Approximation of Common Fixed Points of Nonlinear Mappings Satisfying Jointly Demi-closedness Principle in Banach Spaces

Abstract

In this paper we first introduce the notion of jointly demi-closedness principle, extending the notion of demi-closedness principle introduced and studied in Opial (Bull Am Math Soc, 73: 595–597, 1967).
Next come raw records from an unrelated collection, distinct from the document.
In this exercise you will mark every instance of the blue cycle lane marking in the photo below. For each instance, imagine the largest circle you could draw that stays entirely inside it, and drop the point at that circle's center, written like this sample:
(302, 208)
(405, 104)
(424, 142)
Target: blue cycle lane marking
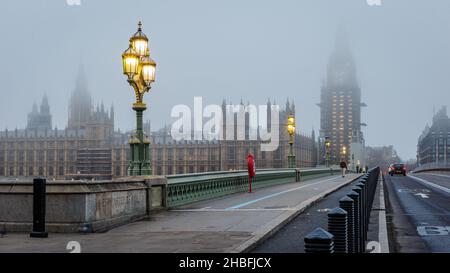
(276, 194)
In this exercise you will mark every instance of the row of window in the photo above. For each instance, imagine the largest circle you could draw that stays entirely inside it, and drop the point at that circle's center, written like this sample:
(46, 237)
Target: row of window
(31, 171)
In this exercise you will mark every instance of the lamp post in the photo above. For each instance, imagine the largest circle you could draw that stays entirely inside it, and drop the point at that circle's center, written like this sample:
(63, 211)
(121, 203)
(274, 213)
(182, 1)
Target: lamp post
(353, 162)
(327, 151)
(291, 132)
(140, 71)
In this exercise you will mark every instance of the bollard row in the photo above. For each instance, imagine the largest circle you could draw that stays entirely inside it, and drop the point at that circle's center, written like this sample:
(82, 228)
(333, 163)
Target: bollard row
(347, 224)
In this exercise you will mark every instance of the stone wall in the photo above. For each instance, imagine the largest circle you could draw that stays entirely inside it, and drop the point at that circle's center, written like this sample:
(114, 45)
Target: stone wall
(82, 206)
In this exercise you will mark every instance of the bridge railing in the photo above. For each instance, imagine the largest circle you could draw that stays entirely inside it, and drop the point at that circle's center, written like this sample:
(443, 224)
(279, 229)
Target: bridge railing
(434, 166)
(189, 188)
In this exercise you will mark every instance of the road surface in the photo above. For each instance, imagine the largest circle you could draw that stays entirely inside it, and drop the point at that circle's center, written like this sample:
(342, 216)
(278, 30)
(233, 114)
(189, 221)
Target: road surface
(418, 213)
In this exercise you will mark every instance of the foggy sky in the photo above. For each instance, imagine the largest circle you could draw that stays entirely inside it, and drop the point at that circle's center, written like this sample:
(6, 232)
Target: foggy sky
(233, 49)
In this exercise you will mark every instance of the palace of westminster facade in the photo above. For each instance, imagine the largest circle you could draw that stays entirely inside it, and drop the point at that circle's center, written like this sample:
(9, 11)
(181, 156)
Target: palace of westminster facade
(90, 148)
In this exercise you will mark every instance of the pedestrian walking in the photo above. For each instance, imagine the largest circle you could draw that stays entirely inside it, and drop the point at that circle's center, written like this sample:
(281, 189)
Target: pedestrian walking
(343, 166)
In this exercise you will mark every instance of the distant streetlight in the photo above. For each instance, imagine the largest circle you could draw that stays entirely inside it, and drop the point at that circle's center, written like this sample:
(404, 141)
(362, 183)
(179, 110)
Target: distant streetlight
(291, 132)
(327, 150)
(140, 70)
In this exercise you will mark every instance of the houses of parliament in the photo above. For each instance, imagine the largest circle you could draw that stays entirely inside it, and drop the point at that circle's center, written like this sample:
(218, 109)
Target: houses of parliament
(90, 147)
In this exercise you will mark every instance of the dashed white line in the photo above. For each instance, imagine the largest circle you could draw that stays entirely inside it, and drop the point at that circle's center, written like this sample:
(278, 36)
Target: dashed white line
(423, 181)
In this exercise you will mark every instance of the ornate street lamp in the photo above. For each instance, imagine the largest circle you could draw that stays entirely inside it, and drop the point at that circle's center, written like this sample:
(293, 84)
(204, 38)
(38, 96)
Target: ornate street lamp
(140, 70)
(327, 151)
(291, 132)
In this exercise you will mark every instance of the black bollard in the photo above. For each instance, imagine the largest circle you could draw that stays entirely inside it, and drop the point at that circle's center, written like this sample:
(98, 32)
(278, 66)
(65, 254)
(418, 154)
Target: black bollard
(357, 235)
(346, 203)
(364, 209)
(361, 219)
(319, 241)
(337, 225)
(39, 200)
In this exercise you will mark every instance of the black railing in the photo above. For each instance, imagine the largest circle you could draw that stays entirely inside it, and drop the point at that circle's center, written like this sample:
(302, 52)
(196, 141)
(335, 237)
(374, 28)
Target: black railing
(348, 224)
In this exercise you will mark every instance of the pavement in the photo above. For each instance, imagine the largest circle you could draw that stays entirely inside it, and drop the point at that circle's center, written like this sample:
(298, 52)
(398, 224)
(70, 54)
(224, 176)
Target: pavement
(230, 224)
(290, 238)
(419, 213)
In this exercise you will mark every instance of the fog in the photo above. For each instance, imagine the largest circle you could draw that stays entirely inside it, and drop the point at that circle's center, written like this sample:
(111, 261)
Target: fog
(230, 49)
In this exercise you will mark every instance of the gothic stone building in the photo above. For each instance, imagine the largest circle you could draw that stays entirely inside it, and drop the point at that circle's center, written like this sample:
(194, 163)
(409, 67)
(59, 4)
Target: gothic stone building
(434, 143)
(90, 148)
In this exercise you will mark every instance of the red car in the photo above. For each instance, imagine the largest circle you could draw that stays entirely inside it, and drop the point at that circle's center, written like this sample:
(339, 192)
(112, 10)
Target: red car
(397, 169)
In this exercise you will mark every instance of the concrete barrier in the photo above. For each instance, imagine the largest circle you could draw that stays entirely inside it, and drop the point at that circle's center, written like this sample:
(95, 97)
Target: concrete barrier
(82, 206)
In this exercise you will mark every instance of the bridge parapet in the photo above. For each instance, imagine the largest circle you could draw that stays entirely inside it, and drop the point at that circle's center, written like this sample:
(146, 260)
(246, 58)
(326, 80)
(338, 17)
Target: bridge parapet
(189, 188)
(433, 167)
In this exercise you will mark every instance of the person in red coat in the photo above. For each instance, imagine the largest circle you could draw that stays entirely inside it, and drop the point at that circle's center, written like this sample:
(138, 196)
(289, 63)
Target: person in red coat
(343, 166)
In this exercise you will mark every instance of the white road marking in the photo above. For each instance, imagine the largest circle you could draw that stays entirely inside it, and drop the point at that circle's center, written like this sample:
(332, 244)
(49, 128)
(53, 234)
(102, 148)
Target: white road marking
(435, 174)
(447, 190)
(423, 195)
(278, 193)
(382, 225)
(433, 230)
(234, 210)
Given a Banach space $$(E,\Vert .\Vert )$$ and a nonempty subset C of E, a pair (S, T) of mappings $$S,T:C\rightarrow C$$ is said to satisfy the jointly demi-closedness principle if $$\{x_n\}_{n\in {\mathbb {N}}}\subset C$$ converges weakly to a point $$z\in C$$ and $$\lim _{n\rightarrow \infty }\Vert Sx_n-Tx_n\Vert =0$$ , then $$S(z)=z$$ and $$T(z)=z$$ . We then introduce new modified Halpern’s type iterations to approximate common fixed points of a pair (S, T) of quasi-nonexpansive mappings defined on a closed convex subset C of a Banach space E satisfying the jointly demi-closedness principle in a real Banach space E. Finally, we prove strong convergence theorems of the sequences generated by our algorithms and show that the new convergence for methods known from the literature follows from our general results. We modify Halpern’s iterations for finding common fixed points two quasi-nonexpansive mappings and provide an affirmative answer to an open problem posed by Kurokawa and Takahashi (Nonlinear Anal 73:1562–1568, 2010) in their final remark for nonspreading mappings. Our results improve and generalize many known results in the current literature.